Most of the projects never saw daylight because I was frankly ashamed of the results: it wasn't pretty or effective and sometimes, it didn't even do what I wanted it to. I look at some of them now and think: "Dear Heaven, did I actually write that?". However, it was those projects that made me observe and learn, and because of them I'm now a better programmer.

There were also these cool things that I wanted to do, and they mandated usage of something different from the usual JS experience. Enter the frameworks. The first one I used was AngularJS. ngJS was complicated to design as backbone for a small project and took a lot of figuring out for the JS part; HTML templating, however, was fairly simple. I have also used others briefly, perhaps just to try them out.

The most used library for me remains jQuery, simply because it makes DOM manipulation so much simpler and easier to read - and even that, I tend to exclude where it isn't mandated. I cut away everything I don't need in a project because size (and, therefore, load time) is a major concern of mine: I want to design things that are comfortable to use, and the 20+ kB of minified jQuery I'd rather replace with JS' native methods if I only need two lines of DOM change/observation.

At some point it turned that I've been following some of the stardard guides (there are several, oddly enough) inherently, because it seemed like good taste to me. I'd recommend you code the way that seems natural to you for a while, then read a few of them; take the good stuff in and leave the rest. That way, you make sure what you write makes sense to you but also follows certain common ground if you're ever to give command of your code away to another coder.

CSS came about for similar reasons: I wanted to try something - but mostly, because I can't stand a bland design. I even design my MS Word documents before any significant amount of work, whether they're to be released to public or used for personal goals. As you can see from our discussion with rezzeJ, I design every project by hand these days. I've tried Bootstrap and some others and just got confused; personally, I'd rather know what's been put into the palette because I was the one to build it. This may or may not apply to you; I'm telling you that to say that it's alright to write your own stylesheet.
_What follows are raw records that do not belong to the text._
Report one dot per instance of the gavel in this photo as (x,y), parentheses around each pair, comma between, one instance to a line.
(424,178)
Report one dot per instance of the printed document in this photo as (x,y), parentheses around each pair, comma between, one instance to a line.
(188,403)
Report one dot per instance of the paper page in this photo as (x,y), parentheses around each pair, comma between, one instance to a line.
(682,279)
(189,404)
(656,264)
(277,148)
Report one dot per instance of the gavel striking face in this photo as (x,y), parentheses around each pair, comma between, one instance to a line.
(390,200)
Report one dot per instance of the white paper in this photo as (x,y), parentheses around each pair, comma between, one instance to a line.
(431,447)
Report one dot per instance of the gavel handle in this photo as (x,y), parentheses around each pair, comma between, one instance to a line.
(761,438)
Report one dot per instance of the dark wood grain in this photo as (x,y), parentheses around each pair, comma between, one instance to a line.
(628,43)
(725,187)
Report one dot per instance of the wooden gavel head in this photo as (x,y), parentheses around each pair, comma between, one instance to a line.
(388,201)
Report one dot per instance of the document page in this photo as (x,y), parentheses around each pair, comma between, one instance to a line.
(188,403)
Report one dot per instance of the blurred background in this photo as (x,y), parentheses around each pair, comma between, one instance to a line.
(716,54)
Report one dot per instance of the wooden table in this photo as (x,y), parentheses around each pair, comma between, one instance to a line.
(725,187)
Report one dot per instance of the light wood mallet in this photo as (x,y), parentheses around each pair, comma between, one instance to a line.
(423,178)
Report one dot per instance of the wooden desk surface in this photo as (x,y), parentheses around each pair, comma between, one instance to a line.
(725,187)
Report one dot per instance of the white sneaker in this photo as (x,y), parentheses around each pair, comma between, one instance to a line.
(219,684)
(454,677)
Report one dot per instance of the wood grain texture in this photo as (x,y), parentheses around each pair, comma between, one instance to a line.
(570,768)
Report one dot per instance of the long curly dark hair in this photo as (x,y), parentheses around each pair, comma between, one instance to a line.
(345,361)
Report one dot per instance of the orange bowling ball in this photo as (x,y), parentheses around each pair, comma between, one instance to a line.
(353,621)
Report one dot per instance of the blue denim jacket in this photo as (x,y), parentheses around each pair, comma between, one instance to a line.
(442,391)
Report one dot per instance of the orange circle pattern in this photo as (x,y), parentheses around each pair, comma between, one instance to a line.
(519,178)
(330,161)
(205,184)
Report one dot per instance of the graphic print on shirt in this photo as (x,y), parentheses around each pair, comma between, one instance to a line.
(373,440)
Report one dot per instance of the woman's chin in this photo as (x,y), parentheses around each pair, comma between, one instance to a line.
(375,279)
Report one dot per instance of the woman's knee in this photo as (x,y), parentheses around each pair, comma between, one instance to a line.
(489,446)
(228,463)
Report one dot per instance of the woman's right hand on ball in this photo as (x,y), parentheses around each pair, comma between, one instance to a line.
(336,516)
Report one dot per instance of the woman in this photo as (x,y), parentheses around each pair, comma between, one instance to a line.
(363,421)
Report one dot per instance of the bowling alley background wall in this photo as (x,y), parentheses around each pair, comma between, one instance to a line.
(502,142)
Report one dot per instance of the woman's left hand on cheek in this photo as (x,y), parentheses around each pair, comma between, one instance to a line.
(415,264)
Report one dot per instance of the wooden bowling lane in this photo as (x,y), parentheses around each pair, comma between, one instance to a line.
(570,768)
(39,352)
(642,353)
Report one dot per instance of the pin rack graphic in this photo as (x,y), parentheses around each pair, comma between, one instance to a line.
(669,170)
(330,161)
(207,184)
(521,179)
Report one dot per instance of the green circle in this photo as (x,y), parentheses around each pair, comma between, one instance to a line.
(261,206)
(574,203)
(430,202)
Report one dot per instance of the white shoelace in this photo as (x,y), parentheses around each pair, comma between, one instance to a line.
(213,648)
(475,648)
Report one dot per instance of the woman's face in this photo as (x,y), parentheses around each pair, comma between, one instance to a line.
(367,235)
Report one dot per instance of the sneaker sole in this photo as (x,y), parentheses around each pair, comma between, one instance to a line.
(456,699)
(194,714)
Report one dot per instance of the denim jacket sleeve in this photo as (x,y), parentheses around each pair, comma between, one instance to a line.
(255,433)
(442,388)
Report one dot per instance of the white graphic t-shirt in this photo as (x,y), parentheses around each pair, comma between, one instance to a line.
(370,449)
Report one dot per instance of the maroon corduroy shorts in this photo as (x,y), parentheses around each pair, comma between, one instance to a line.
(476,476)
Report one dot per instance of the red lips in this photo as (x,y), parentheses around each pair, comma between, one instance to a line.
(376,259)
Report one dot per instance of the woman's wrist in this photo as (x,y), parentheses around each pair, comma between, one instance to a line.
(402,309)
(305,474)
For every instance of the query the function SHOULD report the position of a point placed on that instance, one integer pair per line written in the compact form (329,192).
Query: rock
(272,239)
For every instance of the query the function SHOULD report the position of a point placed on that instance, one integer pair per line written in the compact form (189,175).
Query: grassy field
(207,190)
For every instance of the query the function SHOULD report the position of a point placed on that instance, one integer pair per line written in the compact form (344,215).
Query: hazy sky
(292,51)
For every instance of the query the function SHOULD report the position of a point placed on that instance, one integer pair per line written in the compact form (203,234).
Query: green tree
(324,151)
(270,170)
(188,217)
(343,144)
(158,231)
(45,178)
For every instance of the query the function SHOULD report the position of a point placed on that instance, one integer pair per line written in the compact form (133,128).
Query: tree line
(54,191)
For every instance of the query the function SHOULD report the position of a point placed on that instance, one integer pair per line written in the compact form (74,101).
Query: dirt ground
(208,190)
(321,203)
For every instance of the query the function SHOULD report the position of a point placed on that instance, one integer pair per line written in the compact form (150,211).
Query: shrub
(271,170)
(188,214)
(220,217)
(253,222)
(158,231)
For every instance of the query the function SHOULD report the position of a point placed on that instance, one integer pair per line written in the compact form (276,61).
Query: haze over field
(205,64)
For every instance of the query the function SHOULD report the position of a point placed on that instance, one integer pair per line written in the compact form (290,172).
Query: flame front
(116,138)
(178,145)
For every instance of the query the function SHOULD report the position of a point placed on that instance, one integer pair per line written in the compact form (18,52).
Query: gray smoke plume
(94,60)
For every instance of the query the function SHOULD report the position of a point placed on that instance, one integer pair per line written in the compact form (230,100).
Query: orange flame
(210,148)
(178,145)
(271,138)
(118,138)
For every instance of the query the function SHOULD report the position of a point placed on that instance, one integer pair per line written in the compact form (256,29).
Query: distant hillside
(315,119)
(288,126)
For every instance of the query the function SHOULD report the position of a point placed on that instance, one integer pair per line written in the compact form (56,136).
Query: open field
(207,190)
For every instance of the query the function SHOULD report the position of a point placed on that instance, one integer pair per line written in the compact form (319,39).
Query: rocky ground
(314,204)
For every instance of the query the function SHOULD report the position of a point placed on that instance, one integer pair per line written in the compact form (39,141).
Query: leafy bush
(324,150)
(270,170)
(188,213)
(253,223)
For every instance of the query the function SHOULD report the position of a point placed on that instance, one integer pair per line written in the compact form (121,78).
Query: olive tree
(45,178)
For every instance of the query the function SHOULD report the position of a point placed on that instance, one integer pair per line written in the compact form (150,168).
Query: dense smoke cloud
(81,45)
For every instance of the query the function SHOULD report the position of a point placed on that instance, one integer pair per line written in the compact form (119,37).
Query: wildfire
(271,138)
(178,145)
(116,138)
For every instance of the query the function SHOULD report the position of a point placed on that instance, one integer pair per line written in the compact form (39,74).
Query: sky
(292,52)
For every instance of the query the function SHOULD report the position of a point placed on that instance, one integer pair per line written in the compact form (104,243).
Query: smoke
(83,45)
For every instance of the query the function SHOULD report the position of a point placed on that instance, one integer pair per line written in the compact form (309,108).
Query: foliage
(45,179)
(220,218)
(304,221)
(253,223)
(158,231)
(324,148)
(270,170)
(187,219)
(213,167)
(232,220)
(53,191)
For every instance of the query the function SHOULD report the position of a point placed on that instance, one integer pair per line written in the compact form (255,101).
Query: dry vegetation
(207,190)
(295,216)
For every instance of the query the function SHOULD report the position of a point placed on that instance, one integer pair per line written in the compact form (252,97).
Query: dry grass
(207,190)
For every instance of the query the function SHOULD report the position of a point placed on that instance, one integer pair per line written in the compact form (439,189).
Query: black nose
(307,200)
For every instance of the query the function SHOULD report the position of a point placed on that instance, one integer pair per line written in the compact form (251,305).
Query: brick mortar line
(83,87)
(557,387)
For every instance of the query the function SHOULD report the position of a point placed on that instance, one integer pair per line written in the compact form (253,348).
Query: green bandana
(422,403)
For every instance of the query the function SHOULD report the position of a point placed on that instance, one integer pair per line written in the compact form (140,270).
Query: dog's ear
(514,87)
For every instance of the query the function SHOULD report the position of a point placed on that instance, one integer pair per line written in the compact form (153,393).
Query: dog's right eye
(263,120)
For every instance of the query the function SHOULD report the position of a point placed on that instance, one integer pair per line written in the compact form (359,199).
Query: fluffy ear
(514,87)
Basically... do your own stuff and see what sticks. Don't be ashamed by not being able to do something: what I've done with my web dev skills in a couple of years is amazing to me, even if it's not up to the corporate standard. As with everything, strive to learn: search, ask or, if need be, develop your own. I made a timer library for a few games of mine just because I didn't see anything good on the market - and it was also a good exercise. You'll get there, just like I got where I am now. I'm actually learning PHP now, which feels exactly the same as JS did back in the day: mysterious and vague. I'm sure I'll make sense of it with rigorous enough study.

Feel free to ask any questions you might have. Also, feel free to message me if you want some designing done for your projects: I enjoy doing it, and for you, I'll do it free of charge. By the time you message me with something like that, I'll probably have a portfolio lying around.